To investigate whether HIPK4 can interact with the actin cytoskeleton of spermatids, we isolated F-actin from whole testis lysates by ultracentrifugation. Strikingly, we observed that HIPK4 predominantly co-precipitates with the F-actin-containing pellet; only a small fraction of HIPK4 remains in the soluble fraction (which also contains G-actin). In addition, we found that loss of HIPK4 function specifically increases the amount of CAPZA2, an actin capping protein, that co-precipitates with F-actin. Together, these results suggest that HIPK4 exists primarily in complex with the actin cytoskeleton and/or actin-binding proteins. They also provide further evidence that HIPK4 regulates the actin cytoskeleton in spermatids.

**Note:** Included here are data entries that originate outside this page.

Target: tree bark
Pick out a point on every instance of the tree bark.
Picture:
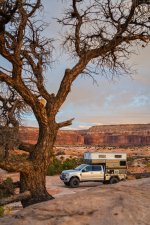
(34, 180)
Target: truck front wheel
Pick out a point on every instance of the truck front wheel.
(114, 180)
(74, 182)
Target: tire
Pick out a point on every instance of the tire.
(74, 182)
(114, 180)
(66, 184)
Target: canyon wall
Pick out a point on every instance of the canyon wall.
(105, 135)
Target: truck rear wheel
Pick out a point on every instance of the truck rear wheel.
(114, 180)
(74, 182)
(67, 184)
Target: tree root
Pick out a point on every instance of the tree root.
(15, 198)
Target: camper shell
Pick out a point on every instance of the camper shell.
(113, 163)
(104, 167)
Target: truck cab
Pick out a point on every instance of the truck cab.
(102, 167)
(82, 173)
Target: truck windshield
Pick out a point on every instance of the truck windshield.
(80, 167)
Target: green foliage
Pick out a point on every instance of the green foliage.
(58, 165)
(7, 188)
(1, 211)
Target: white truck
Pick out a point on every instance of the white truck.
(103, 167)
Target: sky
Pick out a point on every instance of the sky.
(124, 100)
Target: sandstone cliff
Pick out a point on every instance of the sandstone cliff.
(105, 135)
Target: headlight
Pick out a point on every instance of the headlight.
(66, 174)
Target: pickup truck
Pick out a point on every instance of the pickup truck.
(87, 172)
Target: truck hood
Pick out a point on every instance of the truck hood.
(68, 171)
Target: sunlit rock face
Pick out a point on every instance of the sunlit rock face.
(105, 135)
(118, 135)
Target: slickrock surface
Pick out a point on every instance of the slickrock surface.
(125, 203)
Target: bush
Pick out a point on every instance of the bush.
(57, 166)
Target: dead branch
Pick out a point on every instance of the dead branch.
(15, 198)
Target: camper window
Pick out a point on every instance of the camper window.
(102, 156)
(122, 163)
(118, 156)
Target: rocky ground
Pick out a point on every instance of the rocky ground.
(125, 203)
(138, 157)
(138, 166)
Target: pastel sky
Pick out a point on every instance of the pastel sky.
(125, 100)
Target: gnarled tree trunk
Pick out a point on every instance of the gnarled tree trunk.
(34, 178)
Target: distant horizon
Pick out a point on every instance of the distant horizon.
(91, 126)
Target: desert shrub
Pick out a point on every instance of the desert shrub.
(19, 157)
(7, 188)
(58, 165)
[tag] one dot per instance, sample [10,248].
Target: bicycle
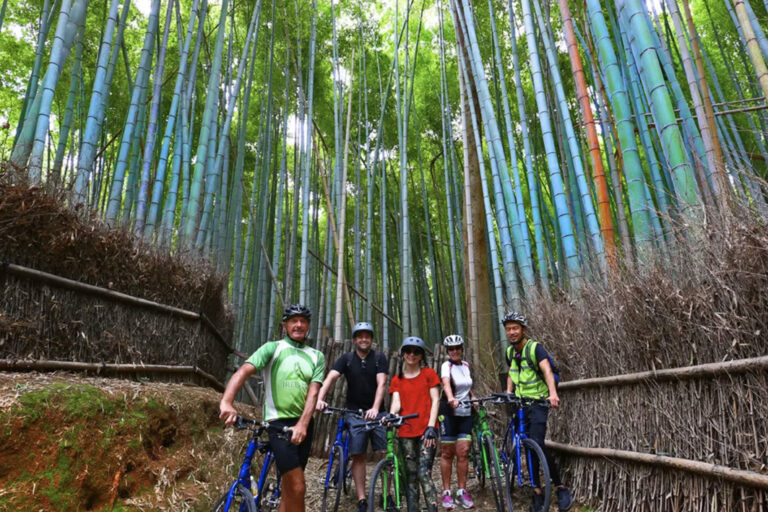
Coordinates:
[389,472]
[486,458]
[521,454]
[339,472]
[240,496]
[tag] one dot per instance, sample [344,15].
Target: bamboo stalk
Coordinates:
[739,476]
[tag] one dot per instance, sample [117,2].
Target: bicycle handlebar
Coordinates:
[342,410]
[506,398]
[389,421]
[244,423]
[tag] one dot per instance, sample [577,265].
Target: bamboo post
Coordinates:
[681,373]
[738,476]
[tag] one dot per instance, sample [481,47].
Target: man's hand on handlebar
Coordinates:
[227,413]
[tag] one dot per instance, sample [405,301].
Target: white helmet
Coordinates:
[453,340]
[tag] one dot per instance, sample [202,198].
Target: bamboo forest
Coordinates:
[425,165]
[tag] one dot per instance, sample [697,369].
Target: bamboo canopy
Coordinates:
[426,166]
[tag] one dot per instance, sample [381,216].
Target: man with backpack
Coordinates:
[532,374]
[366,372]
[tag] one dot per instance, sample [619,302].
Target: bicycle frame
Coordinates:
[244,475]
[394,455]
[483,431]
[516,433]
[342,439]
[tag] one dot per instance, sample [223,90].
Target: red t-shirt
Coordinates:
[414,397]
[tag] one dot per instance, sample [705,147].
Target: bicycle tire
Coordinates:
[242,498]
[477,459]
[334,481]
[347,475]
[382,487]
[530,450]
[501,496]
[268,497]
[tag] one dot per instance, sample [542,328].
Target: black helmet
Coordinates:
[516,317]
[453,340]
[362,326]
[413,341]
[296,310]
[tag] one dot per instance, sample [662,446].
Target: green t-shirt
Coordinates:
[288,368]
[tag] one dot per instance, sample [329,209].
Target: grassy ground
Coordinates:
[74,443]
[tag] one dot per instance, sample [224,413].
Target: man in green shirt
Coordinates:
[292,374]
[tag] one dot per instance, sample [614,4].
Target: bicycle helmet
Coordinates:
[516,317]
[453,340]
[296,310]
[413,341]
[362,326]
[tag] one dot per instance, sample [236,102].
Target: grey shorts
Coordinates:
[358,439]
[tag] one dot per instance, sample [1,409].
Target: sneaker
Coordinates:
[564,498]
[464,499]
[537,503]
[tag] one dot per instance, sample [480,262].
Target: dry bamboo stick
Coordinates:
[685,372]
[26,364]
[77,286]
[739,476]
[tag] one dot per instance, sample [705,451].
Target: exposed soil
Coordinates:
[73,443]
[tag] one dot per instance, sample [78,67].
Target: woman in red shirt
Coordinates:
[415,389]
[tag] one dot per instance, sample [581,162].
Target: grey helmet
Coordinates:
[413,341]
[296,310]
[453,340]
[362,326]
[516,317]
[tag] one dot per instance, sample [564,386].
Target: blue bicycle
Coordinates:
[339,472]
[523,457]
[245,494]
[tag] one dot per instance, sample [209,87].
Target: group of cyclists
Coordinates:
[295,388]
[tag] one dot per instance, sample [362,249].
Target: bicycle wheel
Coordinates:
[268,496]
[242,501]
[530,453]
[477,459]
[334,481]
[499,486]
[381,493]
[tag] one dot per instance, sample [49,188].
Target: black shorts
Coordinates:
[289,456]
[455,428]
[358,439]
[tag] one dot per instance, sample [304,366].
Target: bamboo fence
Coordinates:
[48,322]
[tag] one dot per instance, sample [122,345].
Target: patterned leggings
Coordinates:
[418,472]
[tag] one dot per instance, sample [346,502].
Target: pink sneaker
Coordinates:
[464,499]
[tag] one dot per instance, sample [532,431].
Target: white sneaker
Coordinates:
[464,499]
[448,502]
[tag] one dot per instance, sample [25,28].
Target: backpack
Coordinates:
[528,352]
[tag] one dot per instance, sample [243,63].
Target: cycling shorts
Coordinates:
[358,439]
[289,456]
[455,428]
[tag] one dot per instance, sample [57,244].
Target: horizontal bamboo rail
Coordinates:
[738,476]
[27,365]
[115,296]
[681,373]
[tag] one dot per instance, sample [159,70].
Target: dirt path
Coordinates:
[483,497]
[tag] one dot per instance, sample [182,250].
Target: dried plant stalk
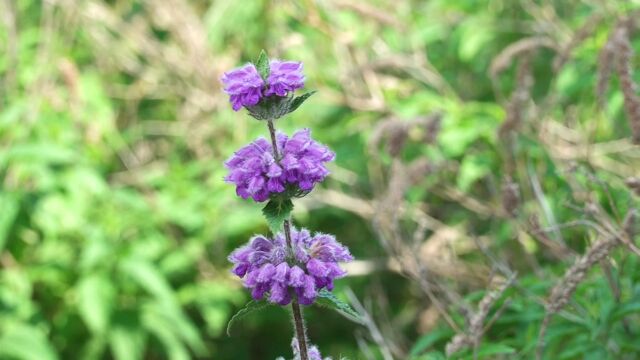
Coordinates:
[510,197]
[508,54]
[476,320]
[605,69]
[624,53]
[634,184]
[519,97]
[564,289]
[578,38]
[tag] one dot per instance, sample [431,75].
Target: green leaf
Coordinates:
[250,307]
[276,212]
[263,65]
[327,299]
[95,301]
[25,342]
[9,208]
[299,100]
[127,341]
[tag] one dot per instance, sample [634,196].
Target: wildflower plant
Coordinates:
[292,266]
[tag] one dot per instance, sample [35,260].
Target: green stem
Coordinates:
[298,320]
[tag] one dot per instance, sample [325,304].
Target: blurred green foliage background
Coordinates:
[115,222]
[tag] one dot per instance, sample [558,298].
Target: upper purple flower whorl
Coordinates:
[244,85]
[284,77]
[257,174]
[268,266]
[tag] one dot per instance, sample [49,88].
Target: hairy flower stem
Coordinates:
[298,320]
[272,132]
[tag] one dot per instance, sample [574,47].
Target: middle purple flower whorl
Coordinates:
[267,266]
[257,174]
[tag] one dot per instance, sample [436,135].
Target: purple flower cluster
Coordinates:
[313,352]
[284,77]
[269,266]
[246,87]
[257,174]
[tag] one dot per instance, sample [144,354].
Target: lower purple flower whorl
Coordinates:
[257,174]
[268,266]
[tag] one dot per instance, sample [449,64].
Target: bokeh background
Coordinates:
[475,140]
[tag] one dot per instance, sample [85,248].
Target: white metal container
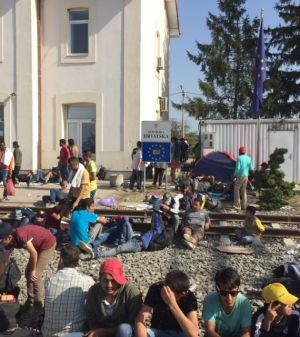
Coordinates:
[280,133]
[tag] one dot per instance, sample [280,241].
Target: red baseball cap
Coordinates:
[114,268]
[242,149]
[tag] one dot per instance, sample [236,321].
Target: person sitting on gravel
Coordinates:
[252,227]
[40,244]
[156,239]
[169,209]
[56,195]
[195,222]
[120,232]
[173,308]
[112,304]
[276,318]
[226,312]
[85,225]
[65,296]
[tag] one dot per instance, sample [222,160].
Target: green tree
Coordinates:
[283,89]
[227,64]
[274,190]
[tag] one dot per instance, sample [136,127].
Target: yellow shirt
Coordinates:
[92,168]
[85,180]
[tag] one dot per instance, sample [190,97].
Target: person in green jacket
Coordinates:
[18,161]
[242,169]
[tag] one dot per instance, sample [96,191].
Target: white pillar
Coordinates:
[27,81]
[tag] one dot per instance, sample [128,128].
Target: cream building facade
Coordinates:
[90,70]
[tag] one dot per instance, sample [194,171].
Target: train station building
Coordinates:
[90,70]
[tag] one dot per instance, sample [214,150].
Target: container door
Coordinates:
[283,139]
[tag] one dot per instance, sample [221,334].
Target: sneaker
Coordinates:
[188,244]
[85,247]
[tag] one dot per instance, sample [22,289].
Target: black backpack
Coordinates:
[10,278]
[162,240]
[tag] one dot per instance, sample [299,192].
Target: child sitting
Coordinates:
[276,318]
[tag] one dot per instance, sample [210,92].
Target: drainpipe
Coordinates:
[39,36]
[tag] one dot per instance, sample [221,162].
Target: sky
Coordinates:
[192,19]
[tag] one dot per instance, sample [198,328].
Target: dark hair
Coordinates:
[251,209]
[70,255]
[227,277]
[178,281]
[86,203]
[87,153]
[73,160]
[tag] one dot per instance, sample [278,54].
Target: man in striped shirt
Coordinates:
[65,295]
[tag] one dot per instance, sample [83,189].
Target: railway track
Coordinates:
[142,221]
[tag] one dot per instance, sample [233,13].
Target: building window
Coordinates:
[79,31]
[1,122]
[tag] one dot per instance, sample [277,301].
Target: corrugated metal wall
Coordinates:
[231,134]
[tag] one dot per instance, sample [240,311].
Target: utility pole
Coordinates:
[182,110]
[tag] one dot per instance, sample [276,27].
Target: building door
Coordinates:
[283,139]
[81,127]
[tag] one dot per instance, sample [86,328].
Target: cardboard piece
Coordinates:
[235,250]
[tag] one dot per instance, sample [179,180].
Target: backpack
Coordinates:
[185,203]
[10,278]
[162,240]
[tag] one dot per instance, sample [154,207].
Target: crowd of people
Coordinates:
[72,304]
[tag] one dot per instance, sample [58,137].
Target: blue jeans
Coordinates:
[4,178]
[164,333]
[132,246]
[136,176]
[118,234]
[64,171]
[124,330]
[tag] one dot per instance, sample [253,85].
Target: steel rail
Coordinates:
[237,217]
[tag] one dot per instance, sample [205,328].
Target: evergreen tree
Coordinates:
[227,64]
[274,190]
[283,99]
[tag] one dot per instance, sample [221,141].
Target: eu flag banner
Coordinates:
[260,74]
[156,152]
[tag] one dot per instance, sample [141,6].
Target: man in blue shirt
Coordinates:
[242,169]
[226,312]
[85,225]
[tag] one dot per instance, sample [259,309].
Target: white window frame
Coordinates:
[78,22]
[65,31]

It is important to note that our mechanistic hypothesis does not require direct interactions between HIPK4 and the actin cytoskeleton within the acroplaxome. Our immunofluorescence studies demonstrate that HIPK4 protein is distributed throughout the cytoplasm of step 4-8 spermatids (the acrosomal staining in elongated spermatids is non-specific). We also determined that HIPK4 overexpression in NIH-3T3 cells alters the phosphorylation state of several proteins that can interact with the actin cytoskeleton but not that of actin subunits themselves. Based on these findings, we favor a model in which HIPK4 directly phosphorylates one or more regulatory proteins that control actin dynamics.

While we appreciate the reviewers' suggestion of proximity ligation assays, their propensity to yield false-positives is a complicating factor (bioRxiv 2018; doi: 10.1101/411355), especially since the direct substrate(s) of HIPK4 (and therefore appropriate specificity controls) remain unknown. We share the reviewers' interest in understanding how HIPK4 regulates actin within the acroplaxome, and this is the focus of our future studies.